Надо думать, лицо Ивана, несмотря на улыбку, которая раскривила его пополам от правого уха до левого, показалось Андрею и жене его не совсем благонадежным. Оба подскочили к столяру и схватили его за руки.
– Что ты, глупый? Перекрестись лучше… – сказал Андрей. – Оставить надо все это дело.
– Да тебе-то что? Брат ты, что ли, али сродственник?.. – проговорила Прасковья. – А хошь бы и брат был – все одно; коли разум в голове есть, надо оставить!.. Найдется и без тебя, кто проучит за все лихие дела… Что ты? что ты? очнись! Не твое дело совсем… лучше молчи да виду не подавай никакого…

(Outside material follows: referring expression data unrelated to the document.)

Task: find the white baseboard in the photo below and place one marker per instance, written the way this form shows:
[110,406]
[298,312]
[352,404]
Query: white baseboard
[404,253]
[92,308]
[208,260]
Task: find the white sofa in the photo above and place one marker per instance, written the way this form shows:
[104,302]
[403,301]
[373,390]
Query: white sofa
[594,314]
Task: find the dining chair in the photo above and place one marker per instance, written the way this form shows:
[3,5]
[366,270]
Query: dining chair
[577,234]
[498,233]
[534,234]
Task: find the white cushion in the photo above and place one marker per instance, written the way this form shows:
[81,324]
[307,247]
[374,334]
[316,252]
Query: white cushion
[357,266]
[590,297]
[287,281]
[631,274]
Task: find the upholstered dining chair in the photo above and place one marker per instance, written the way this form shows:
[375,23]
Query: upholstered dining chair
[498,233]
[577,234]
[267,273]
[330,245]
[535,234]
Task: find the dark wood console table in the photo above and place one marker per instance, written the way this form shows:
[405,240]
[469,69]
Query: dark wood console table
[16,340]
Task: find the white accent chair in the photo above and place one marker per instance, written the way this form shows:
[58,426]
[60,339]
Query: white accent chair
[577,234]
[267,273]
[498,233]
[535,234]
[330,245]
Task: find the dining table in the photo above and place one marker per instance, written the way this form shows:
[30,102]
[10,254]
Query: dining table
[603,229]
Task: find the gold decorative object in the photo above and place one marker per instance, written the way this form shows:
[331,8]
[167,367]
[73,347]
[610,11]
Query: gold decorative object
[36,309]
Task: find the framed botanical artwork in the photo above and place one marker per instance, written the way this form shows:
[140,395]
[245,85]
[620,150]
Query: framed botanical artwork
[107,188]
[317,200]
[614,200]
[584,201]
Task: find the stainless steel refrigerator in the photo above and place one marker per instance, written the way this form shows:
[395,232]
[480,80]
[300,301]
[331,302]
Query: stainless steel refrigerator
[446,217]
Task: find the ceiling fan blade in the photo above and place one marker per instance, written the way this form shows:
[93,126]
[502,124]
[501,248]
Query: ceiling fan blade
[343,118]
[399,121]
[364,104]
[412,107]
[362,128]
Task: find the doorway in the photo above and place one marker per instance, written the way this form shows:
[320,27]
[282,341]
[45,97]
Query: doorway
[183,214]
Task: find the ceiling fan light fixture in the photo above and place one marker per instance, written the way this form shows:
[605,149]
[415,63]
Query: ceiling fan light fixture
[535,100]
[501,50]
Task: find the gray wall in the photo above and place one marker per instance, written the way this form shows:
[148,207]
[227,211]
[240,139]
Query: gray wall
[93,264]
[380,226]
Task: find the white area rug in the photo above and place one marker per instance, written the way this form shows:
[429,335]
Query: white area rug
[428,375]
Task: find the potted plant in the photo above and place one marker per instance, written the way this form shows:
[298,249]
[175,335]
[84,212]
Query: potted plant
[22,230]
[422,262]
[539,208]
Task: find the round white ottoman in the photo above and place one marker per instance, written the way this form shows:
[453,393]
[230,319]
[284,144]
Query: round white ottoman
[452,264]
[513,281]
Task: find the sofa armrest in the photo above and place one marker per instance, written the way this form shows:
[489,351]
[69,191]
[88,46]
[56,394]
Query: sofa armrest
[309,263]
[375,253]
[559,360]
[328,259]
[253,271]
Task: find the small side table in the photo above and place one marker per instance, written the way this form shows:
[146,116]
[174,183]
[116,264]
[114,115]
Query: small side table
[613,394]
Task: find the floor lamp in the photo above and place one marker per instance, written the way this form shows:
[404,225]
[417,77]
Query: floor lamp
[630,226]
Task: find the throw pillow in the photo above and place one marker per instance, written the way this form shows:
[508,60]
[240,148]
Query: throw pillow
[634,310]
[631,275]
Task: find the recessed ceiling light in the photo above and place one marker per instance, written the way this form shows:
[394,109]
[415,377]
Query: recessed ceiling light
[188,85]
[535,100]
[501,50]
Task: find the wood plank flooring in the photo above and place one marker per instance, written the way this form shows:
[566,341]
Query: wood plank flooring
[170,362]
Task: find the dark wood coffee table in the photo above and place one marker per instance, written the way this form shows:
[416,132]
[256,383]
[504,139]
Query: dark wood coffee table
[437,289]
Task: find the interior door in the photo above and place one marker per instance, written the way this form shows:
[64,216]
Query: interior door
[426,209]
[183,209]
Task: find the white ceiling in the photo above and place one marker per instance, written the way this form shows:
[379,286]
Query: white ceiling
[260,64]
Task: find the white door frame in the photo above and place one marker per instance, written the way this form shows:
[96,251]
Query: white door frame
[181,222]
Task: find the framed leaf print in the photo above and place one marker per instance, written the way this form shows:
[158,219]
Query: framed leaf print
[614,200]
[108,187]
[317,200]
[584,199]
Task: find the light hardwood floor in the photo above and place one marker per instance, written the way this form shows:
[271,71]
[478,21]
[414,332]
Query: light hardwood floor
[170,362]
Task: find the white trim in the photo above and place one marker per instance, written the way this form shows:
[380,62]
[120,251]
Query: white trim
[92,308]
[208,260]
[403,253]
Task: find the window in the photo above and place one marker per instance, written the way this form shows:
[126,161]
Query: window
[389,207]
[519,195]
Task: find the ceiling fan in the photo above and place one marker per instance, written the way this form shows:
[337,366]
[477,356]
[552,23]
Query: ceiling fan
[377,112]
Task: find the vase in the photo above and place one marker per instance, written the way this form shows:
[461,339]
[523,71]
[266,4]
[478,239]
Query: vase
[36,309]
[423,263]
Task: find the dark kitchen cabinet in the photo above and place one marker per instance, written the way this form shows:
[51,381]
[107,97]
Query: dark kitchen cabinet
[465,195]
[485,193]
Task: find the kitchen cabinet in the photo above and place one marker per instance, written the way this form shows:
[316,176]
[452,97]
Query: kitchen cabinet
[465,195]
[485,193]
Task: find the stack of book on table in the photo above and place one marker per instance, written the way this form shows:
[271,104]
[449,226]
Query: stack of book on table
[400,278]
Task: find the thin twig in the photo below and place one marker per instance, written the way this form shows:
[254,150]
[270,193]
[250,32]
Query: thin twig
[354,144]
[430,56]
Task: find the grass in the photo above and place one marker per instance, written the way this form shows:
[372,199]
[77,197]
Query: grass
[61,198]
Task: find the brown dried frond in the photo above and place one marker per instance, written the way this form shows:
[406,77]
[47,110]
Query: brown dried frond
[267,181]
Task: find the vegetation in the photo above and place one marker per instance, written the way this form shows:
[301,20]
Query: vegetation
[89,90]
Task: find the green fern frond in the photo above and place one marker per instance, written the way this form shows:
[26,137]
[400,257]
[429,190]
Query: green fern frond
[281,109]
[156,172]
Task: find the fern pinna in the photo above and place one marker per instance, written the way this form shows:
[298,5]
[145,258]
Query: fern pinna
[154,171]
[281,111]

Андрей и жена его долго уговаривали Ивана. Действием ли разумных речей их или благодаря собственным размышлениям и мягкости нрава, Иван мало-помалу угомонился; он под конец дал даже клятву слова не сказать Егору, если случай приведет с ним встретиться. При всем том Андрей и жена его не пускали Ивана от себя во весь вечер и пригласили даже остаться у них на ночь.

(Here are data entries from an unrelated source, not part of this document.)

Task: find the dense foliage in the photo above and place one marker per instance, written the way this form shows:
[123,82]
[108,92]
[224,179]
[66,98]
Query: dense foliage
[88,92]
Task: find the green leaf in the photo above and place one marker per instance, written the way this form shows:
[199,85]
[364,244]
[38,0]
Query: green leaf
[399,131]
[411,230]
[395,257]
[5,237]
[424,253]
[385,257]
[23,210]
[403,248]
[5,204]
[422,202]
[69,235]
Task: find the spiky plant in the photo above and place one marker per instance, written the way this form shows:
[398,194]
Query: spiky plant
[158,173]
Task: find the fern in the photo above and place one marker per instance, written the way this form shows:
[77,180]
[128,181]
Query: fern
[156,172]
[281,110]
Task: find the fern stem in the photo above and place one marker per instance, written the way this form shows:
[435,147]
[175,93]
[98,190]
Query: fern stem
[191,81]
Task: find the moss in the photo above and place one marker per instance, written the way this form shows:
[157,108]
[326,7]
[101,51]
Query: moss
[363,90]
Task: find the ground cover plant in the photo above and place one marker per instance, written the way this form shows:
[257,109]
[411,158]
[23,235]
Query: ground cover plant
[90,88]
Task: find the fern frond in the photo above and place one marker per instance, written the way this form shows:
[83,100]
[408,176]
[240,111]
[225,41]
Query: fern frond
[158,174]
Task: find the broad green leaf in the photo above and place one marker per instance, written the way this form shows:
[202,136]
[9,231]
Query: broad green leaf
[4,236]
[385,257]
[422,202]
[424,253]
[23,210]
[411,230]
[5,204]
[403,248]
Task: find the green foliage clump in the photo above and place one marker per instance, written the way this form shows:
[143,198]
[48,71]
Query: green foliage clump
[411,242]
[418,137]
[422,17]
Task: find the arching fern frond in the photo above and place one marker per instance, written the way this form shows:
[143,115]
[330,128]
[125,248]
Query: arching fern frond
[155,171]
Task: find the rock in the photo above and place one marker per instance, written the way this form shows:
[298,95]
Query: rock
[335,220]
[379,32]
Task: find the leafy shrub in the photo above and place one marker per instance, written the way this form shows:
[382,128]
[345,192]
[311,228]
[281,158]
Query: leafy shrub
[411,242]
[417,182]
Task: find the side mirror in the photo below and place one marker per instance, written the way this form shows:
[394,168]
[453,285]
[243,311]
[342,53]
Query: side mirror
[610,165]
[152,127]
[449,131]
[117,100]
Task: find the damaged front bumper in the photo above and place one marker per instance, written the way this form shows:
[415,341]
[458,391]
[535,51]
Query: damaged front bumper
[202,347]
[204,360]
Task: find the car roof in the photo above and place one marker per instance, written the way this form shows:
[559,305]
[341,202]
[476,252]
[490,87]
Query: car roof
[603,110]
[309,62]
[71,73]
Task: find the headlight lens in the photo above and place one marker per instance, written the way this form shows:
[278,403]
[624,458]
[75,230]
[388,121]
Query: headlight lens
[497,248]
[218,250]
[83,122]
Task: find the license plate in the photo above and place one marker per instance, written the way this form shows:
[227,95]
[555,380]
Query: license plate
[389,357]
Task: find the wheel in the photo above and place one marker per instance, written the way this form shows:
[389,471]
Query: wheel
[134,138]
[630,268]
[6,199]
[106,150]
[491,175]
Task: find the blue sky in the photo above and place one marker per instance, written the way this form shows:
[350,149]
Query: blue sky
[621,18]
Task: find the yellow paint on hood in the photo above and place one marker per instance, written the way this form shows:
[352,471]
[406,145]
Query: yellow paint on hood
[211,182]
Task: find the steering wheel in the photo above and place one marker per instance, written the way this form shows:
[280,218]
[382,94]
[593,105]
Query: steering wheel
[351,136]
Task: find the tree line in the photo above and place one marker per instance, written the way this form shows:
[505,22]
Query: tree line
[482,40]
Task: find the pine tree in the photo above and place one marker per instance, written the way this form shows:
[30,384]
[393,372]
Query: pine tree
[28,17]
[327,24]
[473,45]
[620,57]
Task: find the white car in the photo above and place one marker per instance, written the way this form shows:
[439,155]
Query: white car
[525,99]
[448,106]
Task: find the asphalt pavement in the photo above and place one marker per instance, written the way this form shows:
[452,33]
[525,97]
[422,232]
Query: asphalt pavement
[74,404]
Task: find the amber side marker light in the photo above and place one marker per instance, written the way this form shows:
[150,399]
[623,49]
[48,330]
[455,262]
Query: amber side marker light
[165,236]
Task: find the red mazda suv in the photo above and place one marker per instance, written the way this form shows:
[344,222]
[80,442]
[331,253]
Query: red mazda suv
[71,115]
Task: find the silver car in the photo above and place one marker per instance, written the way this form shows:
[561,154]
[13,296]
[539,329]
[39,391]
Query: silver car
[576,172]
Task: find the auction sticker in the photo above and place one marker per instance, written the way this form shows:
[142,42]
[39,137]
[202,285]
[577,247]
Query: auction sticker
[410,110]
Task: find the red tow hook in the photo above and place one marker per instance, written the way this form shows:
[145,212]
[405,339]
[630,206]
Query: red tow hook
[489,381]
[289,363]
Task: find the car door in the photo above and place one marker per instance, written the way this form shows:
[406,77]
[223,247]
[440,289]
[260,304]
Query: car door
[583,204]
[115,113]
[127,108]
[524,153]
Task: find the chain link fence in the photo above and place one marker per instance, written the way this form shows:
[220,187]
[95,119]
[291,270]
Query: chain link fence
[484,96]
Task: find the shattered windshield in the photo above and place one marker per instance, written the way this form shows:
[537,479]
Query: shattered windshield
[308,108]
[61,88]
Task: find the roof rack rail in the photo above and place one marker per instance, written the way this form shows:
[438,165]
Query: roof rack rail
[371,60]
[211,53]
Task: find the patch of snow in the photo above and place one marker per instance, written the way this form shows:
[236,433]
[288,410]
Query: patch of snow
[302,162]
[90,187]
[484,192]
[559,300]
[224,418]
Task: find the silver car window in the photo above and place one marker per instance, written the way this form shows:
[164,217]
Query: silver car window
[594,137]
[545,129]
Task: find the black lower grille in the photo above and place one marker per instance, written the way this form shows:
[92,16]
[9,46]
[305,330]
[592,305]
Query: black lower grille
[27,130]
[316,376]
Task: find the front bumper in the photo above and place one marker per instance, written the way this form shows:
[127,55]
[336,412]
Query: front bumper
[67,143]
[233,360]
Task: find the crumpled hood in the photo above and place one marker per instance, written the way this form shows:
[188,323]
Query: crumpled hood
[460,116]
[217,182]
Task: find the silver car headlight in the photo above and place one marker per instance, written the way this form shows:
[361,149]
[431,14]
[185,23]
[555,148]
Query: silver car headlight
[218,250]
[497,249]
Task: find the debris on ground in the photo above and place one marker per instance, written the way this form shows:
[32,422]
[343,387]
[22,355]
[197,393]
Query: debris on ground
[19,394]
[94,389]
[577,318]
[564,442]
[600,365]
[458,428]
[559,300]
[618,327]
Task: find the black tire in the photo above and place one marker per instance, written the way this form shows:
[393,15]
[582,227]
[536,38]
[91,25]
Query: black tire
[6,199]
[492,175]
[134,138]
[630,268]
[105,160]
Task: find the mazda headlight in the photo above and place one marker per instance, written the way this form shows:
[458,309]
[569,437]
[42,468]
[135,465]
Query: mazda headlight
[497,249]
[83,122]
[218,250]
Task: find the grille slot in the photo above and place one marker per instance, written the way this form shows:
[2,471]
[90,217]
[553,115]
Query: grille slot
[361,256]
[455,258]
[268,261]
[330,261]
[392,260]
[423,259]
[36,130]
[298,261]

В эту ночь, часам к одиннадцати, должен был показаться полный месяц; но тучи так сгустились к этому времени, что не было возможности заметить, как взошел он и как потом закатился. Ночь была очень черна: нельзя было различать даже тех предметов, которые возвышались в степи над линиею горизонта; небо и степь были одинаково черны. Изредка в той или другой стороне вспыхивали отдаленные молнии, или, вернее, зарницы, потому что за ними не следовало громовых ударов. Воздух был недвижим и душен. Малейший звук слышался на далеком расстоянии. Но так как на десять верст кругом находились всего три-четыре хуторка и одно небольшое село, то все ограничивалось лаем собак и стуком в деревянные караульные доски. Раз далеко за Панфиловкой прозвучал колокол; в той стороне располагалось село, куда жители окрестных хуторов ходили к обедне; но звуки колокола скоро замерли, и степь снова погрузилась в непробудное молчание. Не было возможности определить с точностью часа; но, принимая в соображение давность заката, можно было думать, что было близко уже к полуночи.

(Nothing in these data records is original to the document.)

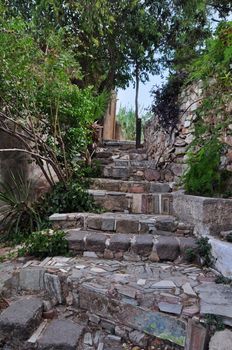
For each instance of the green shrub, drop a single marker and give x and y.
(67, 198)
(19, 210)
(201, 252)
(203, 176)
(45, 243)
(204, 251)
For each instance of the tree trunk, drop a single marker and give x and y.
(138, 120)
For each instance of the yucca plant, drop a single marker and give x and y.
(18, 209)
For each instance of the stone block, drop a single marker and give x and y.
(186, 243)
(152, 175)
(75, 240)
(120, 242)
(197, 337)
(127, 226)
(147, 204)
(143, 320)
(221, 340)
(53, 287)
(166, 223)
(138, 338)
(31, 279)
(215, 299)
(96, 242)
(94, 222)
(160, 187)
(208, 215)
(170, 308)
(137, 188)
(222, 252)
(21, 318)
(143, 244)
(61, 335)
(167, 248)
(108, 224)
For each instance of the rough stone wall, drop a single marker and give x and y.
(20, 166)
(169, 147)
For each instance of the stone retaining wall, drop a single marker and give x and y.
(209, 216)
(169, 147)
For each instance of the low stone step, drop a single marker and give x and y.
(136, 203)
(20, 319)
(61, 335)
(123, 145)
(121, 223)
(134, 163)
(130, 186)
(128, 246)
(132, 301)
(132, 173)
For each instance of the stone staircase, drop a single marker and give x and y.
(127, 285)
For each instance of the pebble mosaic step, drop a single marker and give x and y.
(138, 172)
(148, 305)
(128, 246)
(137, 203)
(122, 223)
(130, 186)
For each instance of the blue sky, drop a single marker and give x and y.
(126, 98)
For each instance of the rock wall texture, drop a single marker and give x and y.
(19, 167)
(169, 147)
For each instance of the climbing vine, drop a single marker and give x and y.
(206, 174)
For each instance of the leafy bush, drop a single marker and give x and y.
(19, 212)
(45, 243)
(203, 176)
(66, 198)
(202, 251)
(166, 101)
(126, 118)
(213, 69)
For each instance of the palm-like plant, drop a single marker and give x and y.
(17, 208)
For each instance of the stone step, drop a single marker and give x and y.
(135, 163)
(132, 173)
(121, 223)
(61, 335)
(136, 203)
(128, 246)
(122, 145)
(130, 186)
(20, 319)
(139, 301)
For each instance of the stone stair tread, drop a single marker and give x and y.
(71, 216)
(61, 335)
(118, 193)
(125, 294)
(21, 318)
(129, 246)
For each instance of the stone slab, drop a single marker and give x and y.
(221, 340)
(32, 278)
(215, 299)
(61, 335)
(197, 337)
(222, 252)
(120, 242)
(21, 318)
(208, 215)
(167, 248)
(150, 322)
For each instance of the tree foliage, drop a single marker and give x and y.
(40, 106)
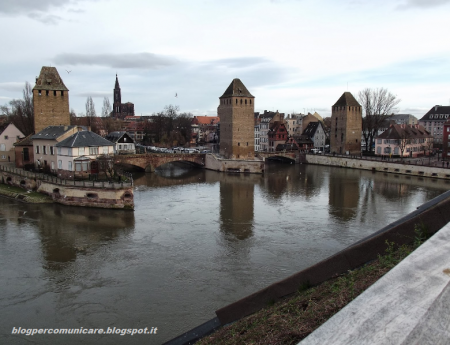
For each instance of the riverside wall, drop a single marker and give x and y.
(379, 166)
(233, 165)
(72, 193)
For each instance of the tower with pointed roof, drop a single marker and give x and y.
(346, 125)
(236, 113)
(50, 100)
(121, 110)
(117, 98)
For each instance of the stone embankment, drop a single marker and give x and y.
(70, 192)
(379, 166)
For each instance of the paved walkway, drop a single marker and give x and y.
(409, 305)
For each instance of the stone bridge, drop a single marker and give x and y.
(282, 156)
(150, 161)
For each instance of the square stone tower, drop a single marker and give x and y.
(237, 124)
(50, 100)
(346, 125)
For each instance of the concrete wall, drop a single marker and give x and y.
(95, 196)
(396, 168)
(434, 214)
(230, 165)
(88, 197)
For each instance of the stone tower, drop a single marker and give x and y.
(50, 100)
(346, 125)
(117, 99)
(236, 113)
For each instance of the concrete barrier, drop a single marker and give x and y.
(380, 166)
(435, 214)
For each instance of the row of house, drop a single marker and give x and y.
(69, 151)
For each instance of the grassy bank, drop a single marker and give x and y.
(290, 320)
(23, 195)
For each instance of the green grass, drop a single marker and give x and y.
(31, 197)
(292, 319)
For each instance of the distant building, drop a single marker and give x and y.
(236, 113)
(123, 142)
(121, 110)
(446, 140)
(204, 129)
(404, 140)
(434, 120)
(277, 135)
(50, 100)
(346, 125)
(404, 119)
(266, 120)
(77, 154)
(24, 154)
(316, 132)
(44, 142)
(303, 121)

Около этого времени Филипп и Степка подходили к дороге, которая пролегала от знакомого нам кабака к усадьбе Карякина. Они шли, впрочем, не от кабака, а с противоположной стороны. Им оставалось версты полторы от усадьбы; дорога представляла самый кратчайший и вместе с тем самый верный путь; но они или не торопились, или по расчетам Филиппа следовало им избегать дороги: они шли степью; изредка Филипп посылал Степку к дороге, чтоб увериться, точно ли идут они по одному направлению с нею. Чем ближе придвигались они к усадьбе, тем более голос того и другого понижался. Если Степке случалось засмеяться или пугнуть ночную птицу, которая близко пролетала, Филипп осыпал его бранью или давал тумака; последнее, впрочем, случалось редко: отец убедился, что тумаки подстрекали только мальчика действовать наперекор его приказаниям. Такое расположение мальчика к противоречию вынудило под конец отца совсем прекратить тумаки; план, задуманный им, требовал, казалось, большой осторожности; он часто останавливался и прислушивался к малейшему звуку. Раз они дали огромный крюк в целую версту, чтоб избежать встречи с гуртом, который лежал на отдыхе подле дороги. Пройдя еще несколько времени, Филипп остановился и стал прислушиваться долее обыкновенного, хотя на этот раз ни один звук не нарушал молчания степи. Он тихо подозвал Степку.